Greece, my homeland, is a country full of powerful contradictions.

Born in the cradle of Europe and the gate to the East, we Greeks have the rare capability to speak the same language with, practically, everybody.

We can speak with the eyes to our Balkan fellows, talk about business with a Dutch, attend an art exhibition with a German, flirt like a Spaniard and dress like an Italian or attach to the family as a Turk or an Arab.

Our tremendous Egos - a result of an ultra-conservative education system and the powerful bonds of the traditional Mediterranean family - are usually minimized by the hard work and our natural tendency to travel and fit almost everywhere.

That’s the human context of the Greek Janus.

Like all countries, Greece has a history and some burdens.
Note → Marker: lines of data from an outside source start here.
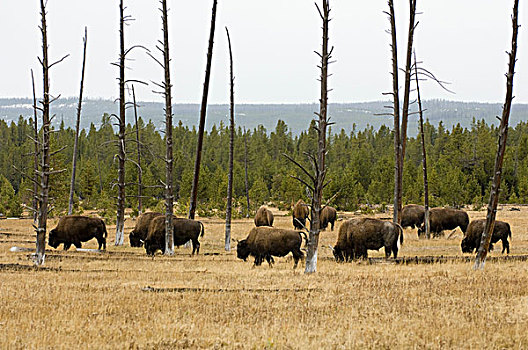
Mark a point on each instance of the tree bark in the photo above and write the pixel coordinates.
(77, 126)
(495, 187)
(231, 148)
(121, 156)
(203, 111)
(169, 159)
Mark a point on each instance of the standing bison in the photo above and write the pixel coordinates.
(359, 235)
(139, 233)
(413, 216)
(264, 217)
(74, 229)
(184, 230)
(441, 219)
(328, 215)
(471, 240)
(300, 213)
(266, 242)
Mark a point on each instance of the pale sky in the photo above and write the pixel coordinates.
(461, 41)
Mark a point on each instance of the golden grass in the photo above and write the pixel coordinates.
(99, 301)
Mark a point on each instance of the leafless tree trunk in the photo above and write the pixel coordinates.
(36, 153)
(424, 154)
(77, 125)
(231, 148)
(203, 111)
(495, 187)
(246, 175)
(138, 142)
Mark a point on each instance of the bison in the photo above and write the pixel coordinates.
(266, 242)
(445, 219)
(360, 235)
(412, 215)
(328, 215)
(471, 240)
(139, 233)
(74, 229)
(184, 230)
(264, 217)
(300, 213)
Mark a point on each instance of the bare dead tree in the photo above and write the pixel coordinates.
(77, 125)
(138, 143)
(503, 135)
(424, 154)
(318, 160)
(203, 111)
(231, 148)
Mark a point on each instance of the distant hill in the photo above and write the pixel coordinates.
(296, 116)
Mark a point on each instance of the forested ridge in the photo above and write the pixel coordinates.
(360, 166)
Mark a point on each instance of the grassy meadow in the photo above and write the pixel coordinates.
(123, 299)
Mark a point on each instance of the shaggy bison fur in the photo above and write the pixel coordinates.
(184, 230)
(471, 240)
(74, 229)
(266, 242)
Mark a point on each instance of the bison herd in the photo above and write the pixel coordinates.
(355, 236)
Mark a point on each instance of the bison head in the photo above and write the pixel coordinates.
(243, 249)
(52, 240)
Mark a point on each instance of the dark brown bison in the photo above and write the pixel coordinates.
(368, 234)
(471, 240)
(441, 219)
(328, 215)
(74, 229)
(264, 217)
(300, 213)
(139, 233)
(413, 215)
(266, 242)
(184, 230)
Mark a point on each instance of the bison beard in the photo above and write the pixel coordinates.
(471, 240)
(74, 229)
(184, 230)
(139, 233)
(266, 242)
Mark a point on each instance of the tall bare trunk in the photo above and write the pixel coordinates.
(121, 156)
(495, 187)
(77, 126)
(169, 159)
(203, 112)
(424, 154)
(231, 148)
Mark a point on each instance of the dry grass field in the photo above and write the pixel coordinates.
(123, 299)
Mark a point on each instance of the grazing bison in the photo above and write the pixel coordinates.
(300, 213)
(74, 229)
(413, 215)
(266, 242)
(139, 233)
(328, 215)
(368, 233)
(184, 230)
(471, 240)
(264, 217)
(445, 219)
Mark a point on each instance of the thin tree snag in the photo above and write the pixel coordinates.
(77, 125)
(203, 112)
(121, 155)
(169, 159)
(231, 147)
(424, 154)
(503, 135)
(36, 153)
(138, 143)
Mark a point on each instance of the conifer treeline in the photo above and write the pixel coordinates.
(360, 165)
Our unfinished obligations may be hundreds or thousands and most of them are legacies from the 20th or the 19th century. Many things should have been fixed. But they weren't.

Nonetheless, during these years of the international crisis, the Greeks have paid a heavy burden, perhaps heavier than anybody else in Europe. Lives are being destroyed on a daily basis with no hope of returning back to normality. This news usually does not arrive in the front page of the international newspapers.
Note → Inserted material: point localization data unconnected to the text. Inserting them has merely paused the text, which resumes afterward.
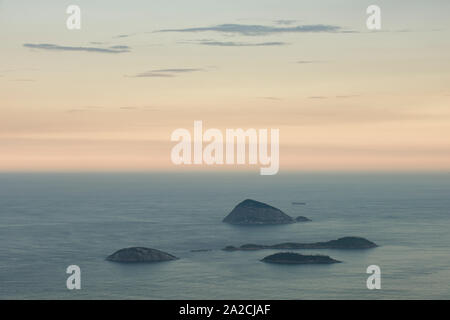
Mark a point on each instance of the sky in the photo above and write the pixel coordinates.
(108, 96)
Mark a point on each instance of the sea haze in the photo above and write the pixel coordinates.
(51, 221)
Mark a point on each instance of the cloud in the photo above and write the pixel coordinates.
(307, 61)
(179, 70)
(257, 30)
(241, 44)
(54, 47)
(286, 22)
(165, 73)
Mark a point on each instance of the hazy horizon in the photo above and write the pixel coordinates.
(108, 96)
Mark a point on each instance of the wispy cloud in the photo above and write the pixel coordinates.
(55, 47)
(257, 30)
(242, 44)
(165, 73)
(317, 97)
(286, 22)
(307, 61)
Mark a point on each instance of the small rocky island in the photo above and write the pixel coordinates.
(251, 212)
(302, 219)
(295, 258)
(341, 243)
(140, 254)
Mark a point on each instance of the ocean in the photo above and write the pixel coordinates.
(51, 221)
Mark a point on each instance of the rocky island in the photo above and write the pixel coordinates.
(251, 212)
(140, 254)
(302, 219)
(341, 243)
(295, 258)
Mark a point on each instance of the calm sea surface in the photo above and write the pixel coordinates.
(51, 221)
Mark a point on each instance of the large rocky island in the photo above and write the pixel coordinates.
(251, 212)
(295, 258)
(341, 243)
(140, 254)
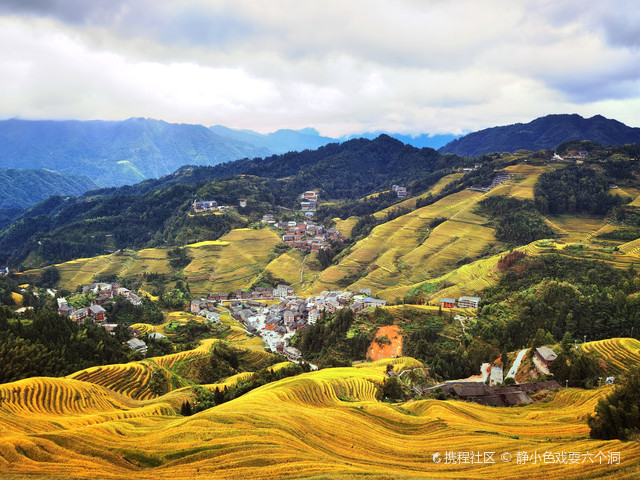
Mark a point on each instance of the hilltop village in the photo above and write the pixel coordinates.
(99, 294)
(277, 323)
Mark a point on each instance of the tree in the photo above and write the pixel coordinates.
(186, 409)
(618, 414)
(49, 277)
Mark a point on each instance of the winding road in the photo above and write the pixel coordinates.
(516, 365)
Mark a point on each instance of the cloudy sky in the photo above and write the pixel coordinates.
(344, 66)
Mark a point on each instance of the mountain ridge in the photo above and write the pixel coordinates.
(543, 133)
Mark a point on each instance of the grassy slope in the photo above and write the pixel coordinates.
(324, 424)
(396, 257)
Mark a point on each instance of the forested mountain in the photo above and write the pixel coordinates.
(281, 141)
(543, 133)
(418, 141)
(155, 212)
(23, 188)
(115, 153)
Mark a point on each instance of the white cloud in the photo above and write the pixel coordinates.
(410, 66)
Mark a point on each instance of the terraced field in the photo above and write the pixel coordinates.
(384, 259)
(131, 379)
(410, 203)
(618, 354)
(329, 419)
(345, 226)
(231, 263)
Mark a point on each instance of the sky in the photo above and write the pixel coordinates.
(342, 67)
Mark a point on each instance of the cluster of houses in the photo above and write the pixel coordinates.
(210, 206)
(96, 313)
(462, 302)
(496, 396)
(498, 180)
(309, 201)
(277, 323)
(308, 236)
(401, 192)
(475, 167)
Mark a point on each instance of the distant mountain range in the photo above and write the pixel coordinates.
(543, 133)
(115, 153)
(22, 188)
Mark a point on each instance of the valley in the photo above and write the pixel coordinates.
(216, 401)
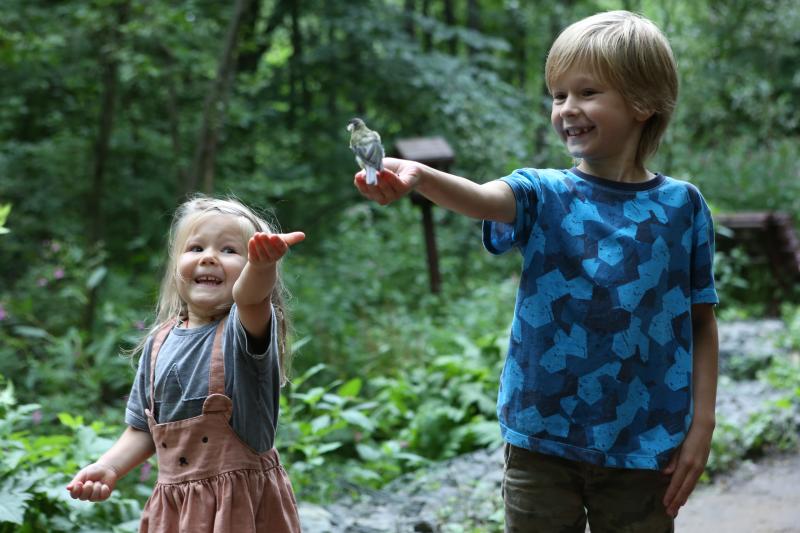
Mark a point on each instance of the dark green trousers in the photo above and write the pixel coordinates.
(547, 494)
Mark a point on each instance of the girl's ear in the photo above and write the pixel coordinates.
(642, 115)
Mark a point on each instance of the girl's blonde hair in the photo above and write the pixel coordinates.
(631, 54)
(170, 306)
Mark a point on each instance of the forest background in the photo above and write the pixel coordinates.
(111, 111)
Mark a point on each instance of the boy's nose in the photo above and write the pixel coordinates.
(569, 107)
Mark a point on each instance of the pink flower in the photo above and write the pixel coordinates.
(144, 472)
At the same time, the entire world has witnessed the inability of the Greek political system that lacks vision, guts and inspiration. That's our fault. We are the ones that elected them and that's something that we should fix.

But this doesn't mean that the Greeks have to be punished as an example for other black sheep or “PIGS”. And that is because the financial crisis has made every single one of us a potential candidate for poverty, misery and despair.

In the global battle between politics and the markets, who is safer? Italy? France? Belgium? Sweden? Nobody knows. And those who claim the opposite are either ignorant or liars. The only weapon that has been used against the expansion of the crisis is the good old package of fiscal measures and austerity with poor results.

Nobody is safe nowadays, not even powerful Germany. The fear of the markets and the rating agencies controls the European capitals and Berlaymont.

If the members of the European Elite believe that they would beat the crisis, save the Euro and their countries’ prosperity, if they sentence millions of Greeks to financial death they would be as successful as the doctors of the Dark Times, who healed the wounds of the crusaders, by cutting the leg or the arm of the warriors.

Greece doesn't need a punishment, but motives to produce, create and evolve.

Now, that the time of the hard choices has come and under the burden of the living history that it's being written, once again, Greeks are asked to pick a side of their Janus that will grant them a minimum hope for survival.

I hope that we’ll choose wisely.

But, do our fellow friends realise that, if they give this poison to Greece, an antidote will be necessary?

And have they considered that the absence of an antidote may condemn their children to be next?

I pray that Clio, the muse of History, will show them the way.